Northeastern Washington wolf

A northeastern Washington state wolf in a photo taken by a trail camera. State wildlife officials have determined that a rancher was justified in killing a wolf as it headed toward three calves that were in a fenced area.

An Okanogan County rancher who shot and killed a wolf as it approached three newborn calves was promptly cleared by Washington Fish and Wildlife investigators, according to records released Tuesday.

The rancher shot the young male wolf the morning of April 29. The reports, released in response to a records request by the Capital Press, were redacted to withhold the names of the rancher and investigators, as well as the exact location.

The shooting occurred east of Highway 97, where wolves are not federally protected, but are a state protected species. The unjustified killing of a state endangered animal is a gross misdemeanor, punishable by up to a year in jail and a $5,000 fine.

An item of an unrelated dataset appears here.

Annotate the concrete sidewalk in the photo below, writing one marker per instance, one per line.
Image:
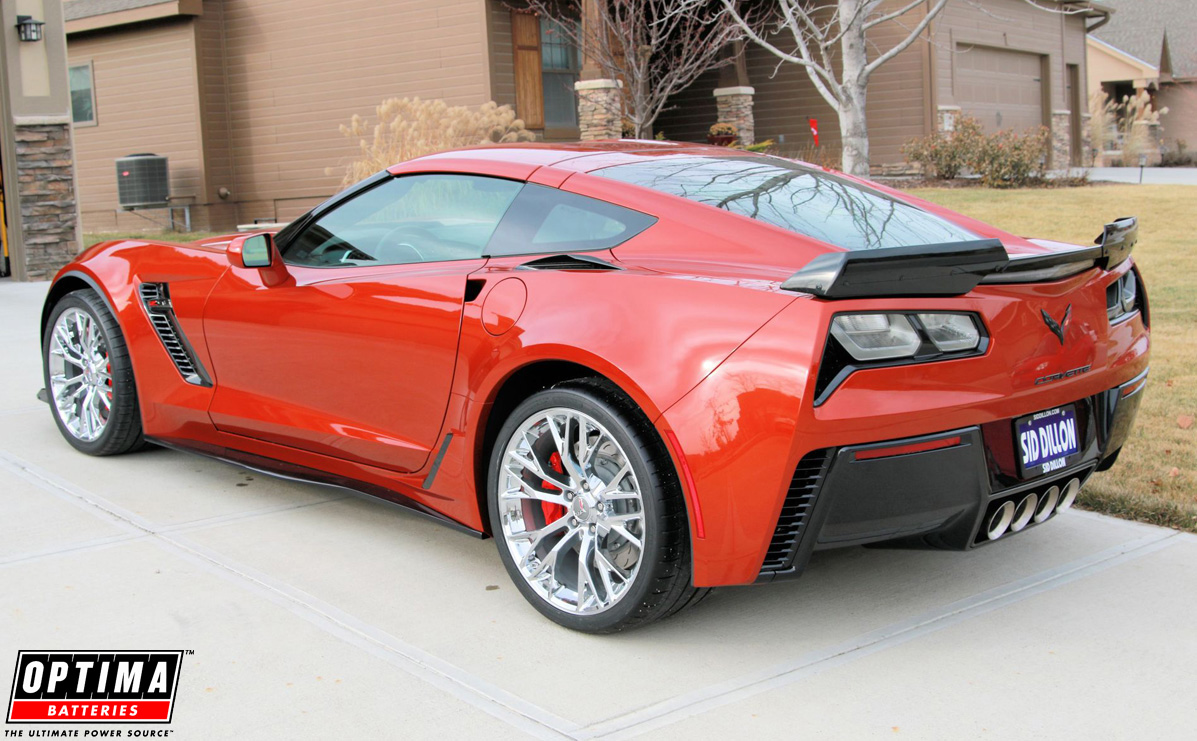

“I could tell (the rancher) was very tense, and I assured (him) that we were present to document what had occurred, and we were there to advocate for his personal and property rights as much as the rights of wildlife,” according to one investigator’s report.

Another investigator noted that only five days earlier, Fish and Wildlife Director Kelly Susewind had issued a memo directing department employees to “maintain public safety as a priority.”

The investigator said he “wanted to make prompt decisions to alleviate any fear the family had.”

“I informed (the rancher and his wife) that it was a justified act and did not want them to stress about a delayed finding or decision,” he wrote.

Washington law allows livestock owners to kill without a permit one wolf that is attacking their domestic animals. The law does not apply to the western two-thirds of Washington, where wolves are protected by the federal Endangered Species Act.

The rancher told investigators he was home with two young children when he saw an animal near the house moving toward the fenced pasture between 8 and 9 a.m.

Three calves born the night before were near the fence. The rancher said he keeps newborn calves in the pasture closest to his house to protect them from predators.

The rancher said he wasn’t sure whether it was a wolf or coyote and yelled to scare it away. The animal continued toward the pasture. The rancher fired the only round in his rifle.

The bullet went over one cow, the rancher said. An investigator noted the bullet also would have passed a children’s jungle gym in the backyard.

Investigators found an entrance wound near the wolf’s heart and lungs.

The distance from the home’s back porch to the carcass was approximately 280 yards, according to measurements taken by the Fish and Wildlife investigators. The carcass was 56 yards from the pasture’s fence.

“Once in with the cattle, it may be difficult to shoot the animal actively attacking a calf,” one investigator wrote. “No charges were filed against the RP. Case closed.”

Fish and Wildlife investigators noted that the family had reported wolves around their ranch last fall and photographed one with a trail camera. A driver delivering a package reported seeing two pups on the property last fall.